Crap, that means it will have to point toward the fron of my hous etherefore making it visible to anyone who drives by. Any antennas powerful enough to work within my house (I'm only 24-25 miles from my towers).


----------



## codespy (Jan 7, 2006)

I've had problems in the past with this too. However, info I got is this- and it worked too. In your case, get 3 Radio Shack #2160 antennae's, use 4 way splitter to couple them together, and your set. These antennae's are $23 bucks a piece and can go in your attic or buy a cheap mast and mount outside. I get Milwaukee, Madison, and Rockford locals where I live. Over 35 digital channels on my OTA setup. These antennae's are small, but have a range of about 70 miles depending on terrain. It's also best to align at dusk (near darkness) outside because you can see the clearance lights on the transmitters up to 70 miles away perfectly when on your roof.


----------



## marcello696 (Jun 18, 2004)

Im in Temecula and the Channelmaster 4248 works very well for me and I get all the Los Angeles stations as well as a few San Diego OTA stations. Im probably about 80 miles away from Mt. Wilson


----------



## good.deals (Jan 28, 2006)

codespy said:


> I've had problems in the past with this too. However, info I got is this- and it worked too. In your case, get 3 Radio Shack #2160 antennae's, use 4 way splitter to couple them together, and your set. These antennae's are $23 bucks a piece and can go in your attic or buy a cheap mast and mount outside. I get Milwaukee, Madison, and Rockford locals where I live. Over 35 digital channels on my OTA setup. These antennae's are small, but have a range of about 70 miles depending on terrain. It's also best to align at dusk (near darkness) outside because you can see the clearance lights on the transmitters up to 70 miles away perfectly when on your roof.


I can only see the lights on a clear clean evening (Maybe a couple days per month). Most days it just too darn smoggy to see 25 miles (I'm in the OC). I'll probably just use a compass.

I want something that's really clean looking; as it will be visible from the street. The Wineguard SquareShooter looks pretty simple. Every thing else looks pretty distracting (fugly). My sat dish points towards the back of my property so I was able to hide it.


----------



## good.deals (Jan 28, 2006)

Can I use a splitter on the coax cable going to my dish and use it for my ota antenna? If so, what kind of splitter should I use? I guess I would need to split it twice, once at the dish, once at my box. I think I read somewhere that this is possible, but I'm not sure.


----------



## kepper (Nov 28, 2003)

good.deals said:


> Can I use a splitter on the coax cable going to my dish and use it for my ota antenna? If so, what kind of splitter should I use? I guess I would need to split it twice, once at the dish, once at my box. I think I read somewhere that this is possible, but I'm not sure.

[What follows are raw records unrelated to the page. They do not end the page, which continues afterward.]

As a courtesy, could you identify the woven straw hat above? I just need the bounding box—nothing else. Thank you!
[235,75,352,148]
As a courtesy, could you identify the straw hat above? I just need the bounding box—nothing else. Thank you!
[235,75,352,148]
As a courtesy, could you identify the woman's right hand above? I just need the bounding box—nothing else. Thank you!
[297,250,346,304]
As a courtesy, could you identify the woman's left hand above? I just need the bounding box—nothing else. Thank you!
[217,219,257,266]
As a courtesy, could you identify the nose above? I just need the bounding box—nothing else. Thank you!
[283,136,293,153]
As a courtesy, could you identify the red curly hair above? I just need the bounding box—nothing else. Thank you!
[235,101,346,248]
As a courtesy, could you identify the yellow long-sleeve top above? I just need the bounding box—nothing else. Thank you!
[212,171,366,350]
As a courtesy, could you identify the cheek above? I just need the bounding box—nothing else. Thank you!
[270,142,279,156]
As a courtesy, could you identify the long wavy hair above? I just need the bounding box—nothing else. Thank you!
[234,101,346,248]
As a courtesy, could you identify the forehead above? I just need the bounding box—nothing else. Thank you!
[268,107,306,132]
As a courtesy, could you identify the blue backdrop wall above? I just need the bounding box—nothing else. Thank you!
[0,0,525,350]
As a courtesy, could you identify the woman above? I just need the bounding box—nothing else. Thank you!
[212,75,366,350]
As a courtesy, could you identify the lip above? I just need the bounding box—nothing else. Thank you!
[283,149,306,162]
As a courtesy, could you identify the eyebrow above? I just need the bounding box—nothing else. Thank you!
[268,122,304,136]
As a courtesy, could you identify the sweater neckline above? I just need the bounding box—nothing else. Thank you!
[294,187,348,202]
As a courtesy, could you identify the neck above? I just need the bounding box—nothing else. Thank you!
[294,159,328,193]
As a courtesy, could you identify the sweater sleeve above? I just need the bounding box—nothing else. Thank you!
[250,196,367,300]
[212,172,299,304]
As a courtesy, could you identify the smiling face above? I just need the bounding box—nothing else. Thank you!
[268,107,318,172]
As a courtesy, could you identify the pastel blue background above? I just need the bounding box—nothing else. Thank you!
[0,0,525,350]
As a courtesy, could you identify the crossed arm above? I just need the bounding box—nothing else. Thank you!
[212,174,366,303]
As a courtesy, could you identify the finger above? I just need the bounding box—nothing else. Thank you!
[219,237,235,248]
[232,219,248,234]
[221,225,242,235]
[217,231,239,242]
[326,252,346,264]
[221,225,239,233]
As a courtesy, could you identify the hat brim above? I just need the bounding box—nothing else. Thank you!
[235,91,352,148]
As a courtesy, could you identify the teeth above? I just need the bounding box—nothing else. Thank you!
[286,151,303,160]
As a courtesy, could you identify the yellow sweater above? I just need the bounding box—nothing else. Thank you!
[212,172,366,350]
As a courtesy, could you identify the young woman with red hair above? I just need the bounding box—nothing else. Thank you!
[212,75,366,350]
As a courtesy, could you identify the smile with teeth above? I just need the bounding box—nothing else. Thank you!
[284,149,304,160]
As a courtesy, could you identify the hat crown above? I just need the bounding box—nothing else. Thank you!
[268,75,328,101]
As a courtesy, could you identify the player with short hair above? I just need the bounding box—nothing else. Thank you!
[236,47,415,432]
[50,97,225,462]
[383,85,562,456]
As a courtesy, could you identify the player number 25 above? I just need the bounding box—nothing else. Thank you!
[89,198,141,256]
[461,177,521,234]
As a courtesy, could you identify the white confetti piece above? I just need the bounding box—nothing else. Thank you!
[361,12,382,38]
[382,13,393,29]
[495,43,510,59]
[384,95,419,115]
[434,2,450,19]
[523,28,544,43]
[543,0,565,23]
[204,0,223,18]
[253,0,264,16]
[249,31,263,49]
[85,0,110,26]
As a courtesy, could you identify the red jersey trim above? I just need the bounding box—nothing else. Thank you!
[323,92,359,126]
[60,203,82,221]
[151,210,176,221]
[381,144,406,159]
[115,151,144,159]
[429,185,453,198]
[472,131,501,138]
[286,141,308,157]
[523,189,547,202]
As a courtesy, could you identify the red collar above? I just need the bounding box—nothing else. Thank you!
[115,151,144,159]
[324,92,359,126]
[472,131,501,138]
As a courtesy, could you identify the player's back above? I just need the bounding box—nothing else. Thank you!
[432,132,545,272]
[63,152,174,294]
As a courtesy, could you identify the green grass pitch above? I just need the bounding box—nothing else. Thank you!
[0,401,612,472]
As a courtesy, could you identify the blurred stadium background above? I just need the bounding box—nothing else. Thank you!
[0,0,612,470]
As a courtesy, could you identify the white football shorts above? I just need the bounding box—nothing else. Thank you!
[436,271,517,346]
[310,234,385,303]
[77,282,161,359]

You may be able to use a diplexer, not a splitter. You can read up on the pros and cons and how to do it by searching this forum.

FWIW, I mounted my Square Shooter on the side of my house in an area that is low enough to be shielded from view by landscaping. Because the Mt. Wilson antenna farm is so high up at between 5000-6000 feet above sea level, you probably have a clear line of sight to it from where you are, and you probably don't need to have a rooftop installation to get line of sight.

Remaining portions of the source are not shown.